# Cheat sheet

## Table of contents:

- Pipeline
- FeatureUnion
- Custom transformer

## Pipeline
- Create

In [None]:
from sklearn.pipeline import Pipeline
from sklearn.dummy import DummyClassifier

pipe = Pipeline(steps=[
 # ('estimator_name', estimator_object)
 ('pred', DummyClassifier())
])

- fit

In [None]:
from sklearn.datasets import load_iris
data, target = load_iris(return_X_y=True)

pipe.fit(data, target)
pipe

- predict

In [None]:
pipe.predict(data[-1:])

- get parameters of pipeline steps

In [None]:
pipe.get_params()

- set parameters of pipeline steps

In [None]:
pipe.set_params(
 # stepname__parametername=newvalue
 pred__random_state=42
)

In [None]:
# dict with stepname__parametername - newvalue pairs
newvalues = {'pred__random_state': 42}
# using the keyword argument unpacking operator **
pipe.set_params(**newvalues)

## FeatureUnion
- Create

In [3]:
from sklearn.pipeline import FeatureUnion
from sklearn.decomposition import PCA
from sklearn.feature_selection import SelectKBest

union = FeatureUnion(transformer_list=[
 ('pca', PCA(n_components=2)), 
 ("univ_select", SelectKBest(k=1))
])

- fit and transform

In [7]:
from sklearn.datasets import load_iris
data, target = load_iris(return_X_y=True)

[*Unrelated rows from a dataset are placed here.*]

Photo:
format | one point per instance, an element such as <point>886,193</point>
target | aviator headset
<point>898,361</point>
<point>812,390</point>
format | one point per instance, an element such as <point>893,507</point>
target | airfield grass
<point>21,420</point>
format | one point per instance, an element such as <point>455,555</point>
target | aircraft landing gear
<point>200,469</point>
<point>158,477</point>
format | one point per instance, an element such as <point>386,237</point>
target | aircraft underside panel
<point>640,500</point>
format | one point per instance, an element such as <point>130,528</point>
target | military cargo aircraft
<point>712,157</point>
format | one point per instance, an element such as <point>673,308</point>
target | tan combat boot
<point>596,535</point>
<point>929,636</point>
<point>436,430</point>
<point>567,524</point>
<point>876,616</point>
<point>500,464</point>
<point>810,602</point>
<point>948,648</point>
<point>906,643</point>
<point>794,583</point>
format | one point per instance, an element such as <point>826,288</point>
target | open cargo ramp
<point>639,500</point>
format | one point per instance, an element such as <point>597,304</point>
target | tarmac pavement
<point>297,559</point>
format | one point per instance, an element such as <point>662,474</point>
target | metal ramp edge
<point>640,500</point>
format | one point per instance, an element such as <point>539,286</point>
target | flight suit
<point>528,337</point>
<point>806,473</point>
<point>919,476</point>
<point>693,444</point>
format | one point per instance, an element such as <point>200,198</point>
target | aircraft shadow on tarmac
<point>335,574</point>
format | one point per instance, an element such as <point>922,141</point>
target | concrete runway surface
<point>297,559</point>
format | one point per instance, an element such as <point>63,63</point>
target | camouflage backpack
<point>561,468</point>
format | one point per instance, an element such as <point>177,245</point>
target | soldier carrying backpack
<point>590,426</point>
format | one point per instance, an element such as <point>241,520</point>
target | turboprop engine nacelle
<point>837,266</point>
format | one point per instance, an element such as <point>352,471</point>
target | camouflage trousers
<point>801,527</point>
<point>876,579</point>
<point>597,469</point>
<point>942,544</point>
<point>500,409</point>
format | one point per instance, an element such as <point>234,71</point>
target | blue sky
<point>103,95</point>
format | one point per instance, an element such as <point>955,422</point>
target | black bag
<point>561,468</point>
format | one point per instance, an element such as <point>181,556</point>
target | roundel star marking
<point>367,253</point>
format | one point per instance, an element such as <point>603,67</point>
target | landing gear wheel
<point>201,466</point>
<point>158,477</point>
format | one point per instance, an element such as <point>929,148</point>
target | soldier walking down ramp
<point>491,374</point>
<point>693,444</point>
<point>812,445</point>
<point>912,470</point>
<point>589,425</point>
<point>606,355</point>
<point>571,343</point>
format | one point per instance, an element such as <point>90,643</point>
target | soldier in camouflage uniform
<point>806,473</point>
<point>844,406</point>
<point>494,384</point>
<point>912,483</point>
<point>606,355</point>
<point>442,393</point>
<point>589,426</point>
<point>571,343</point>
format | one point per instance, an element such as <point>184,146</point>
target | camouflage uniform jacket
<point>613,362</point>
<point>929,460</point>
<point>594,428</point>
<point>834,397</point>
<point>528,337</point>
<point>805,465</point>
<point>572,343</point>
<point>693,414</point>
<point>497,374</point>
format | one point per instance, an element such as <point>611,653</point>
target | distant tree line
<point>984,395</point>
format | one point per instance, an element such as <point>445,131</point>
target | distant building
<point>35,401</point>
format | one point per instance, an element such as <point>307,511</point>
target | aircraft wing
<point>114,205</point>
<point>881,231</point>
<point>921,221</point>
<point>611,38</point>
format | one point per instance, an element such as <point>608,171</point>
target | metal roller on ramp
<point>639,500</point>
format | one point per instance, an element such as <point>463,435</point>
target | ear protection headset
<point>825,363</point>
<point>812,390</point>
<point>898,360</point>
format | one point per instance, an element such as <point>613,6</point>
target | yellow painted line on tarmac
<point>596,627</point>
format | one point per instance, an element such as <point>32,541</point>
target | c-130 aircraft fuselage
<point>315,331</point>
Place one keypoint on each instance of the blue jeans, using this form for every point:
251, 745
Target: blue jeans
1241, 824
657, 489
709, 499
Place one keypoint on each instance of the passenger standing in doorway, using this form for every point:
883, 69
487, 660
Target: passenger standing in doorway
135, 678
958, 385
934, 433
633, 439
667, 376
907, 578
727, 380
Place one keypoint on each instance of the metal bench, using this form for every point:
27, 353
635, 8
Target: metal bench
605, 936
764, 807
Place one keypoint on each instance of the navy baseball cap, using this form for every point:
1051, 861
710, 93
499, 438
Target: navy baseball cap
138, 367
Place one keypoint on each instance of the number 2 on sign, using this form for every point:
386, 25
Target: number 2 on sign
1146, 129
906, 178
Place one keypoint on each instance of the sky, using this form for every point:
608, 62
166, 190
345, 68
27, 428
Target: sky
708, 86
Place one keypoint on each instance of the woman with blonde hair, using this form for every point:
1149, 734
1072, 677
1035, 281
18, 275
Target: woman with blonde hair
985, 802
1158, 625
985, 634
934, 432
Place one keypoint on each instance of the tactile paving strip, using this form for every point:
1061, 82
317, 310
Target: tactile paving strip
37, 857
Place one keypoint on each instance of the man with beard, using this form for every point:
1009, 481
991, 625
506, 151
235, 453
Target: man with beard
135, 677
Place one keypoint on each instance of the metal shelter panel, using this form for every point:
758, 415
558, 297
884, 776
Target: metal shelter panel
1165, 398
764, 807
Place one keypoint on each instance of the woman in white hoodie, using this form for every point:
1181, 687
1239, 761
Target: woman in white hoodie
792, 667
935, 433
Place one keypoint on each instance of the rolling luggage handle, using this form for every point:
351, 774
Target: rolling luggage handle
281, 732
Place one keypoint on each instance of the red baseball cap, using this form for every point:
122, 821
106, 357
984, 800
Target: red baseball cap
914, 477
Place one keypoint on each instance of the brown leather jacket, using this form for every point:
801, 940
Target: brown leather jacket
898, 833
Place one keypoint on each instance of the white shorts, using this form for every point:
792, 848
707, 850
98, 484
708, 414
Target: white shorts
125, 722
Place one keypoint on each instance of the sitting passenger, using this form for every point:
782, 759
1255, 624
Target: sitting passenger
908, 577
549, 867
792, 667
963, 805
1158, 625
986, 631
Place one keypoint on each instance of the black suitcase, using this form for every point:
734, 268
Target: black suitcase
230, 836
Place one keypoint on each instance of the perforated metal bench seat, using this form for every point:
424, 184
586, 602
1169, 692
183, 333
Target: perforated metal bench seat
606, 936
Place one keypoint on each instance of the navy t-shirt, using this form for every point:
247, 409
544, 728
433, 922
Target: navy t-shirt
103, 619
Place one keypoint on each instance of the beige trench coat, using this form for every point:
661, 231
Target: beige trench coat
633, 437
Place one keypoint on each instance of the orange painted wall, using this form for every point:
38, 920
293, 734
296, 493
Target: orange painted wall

transformed = union.fit_transform(data, target)
transformed[:5]

array([[-2.68420713, 0.32660731, 1.4 ],
 [-2.71539062, -0.16955685, 1.4 ],
 [-2.88981954, -0.13734561, 1.3 ],
 [-2.7464372 , -0.31112432, 1.5 ],
 [-2.72859298, 0.33392456, 1.4 ]])

## Custom transformer
- Define

In [10]:
from sklearn.base import BaseEstimator, TransformerMixin

class ItemSelector(BaseEstimator, TransformerMixin):
 
 def __init__(self, keys):
 self.keys = keys

 def fit(self, X, y=None):
 return self

 def transform(self, X, y=None):
 return X[self.keys]

- Create

In [11]:
sel = ItemSelector('A')

- fit and transform

In [12]:
import pandas as pd
df = pd.DataFrame([
 {'A': 1, 'B': 2},
 {'A': 2, 'B': 4},
 {'A': 3, 'B': 8},
 {'A': 4, 'B': 16},
 {'A': 5, 'B': 32},
])

sel.fit_transform(df)

0 1
1 2
2 3
3 4
4 5
Name: A, dtype: int64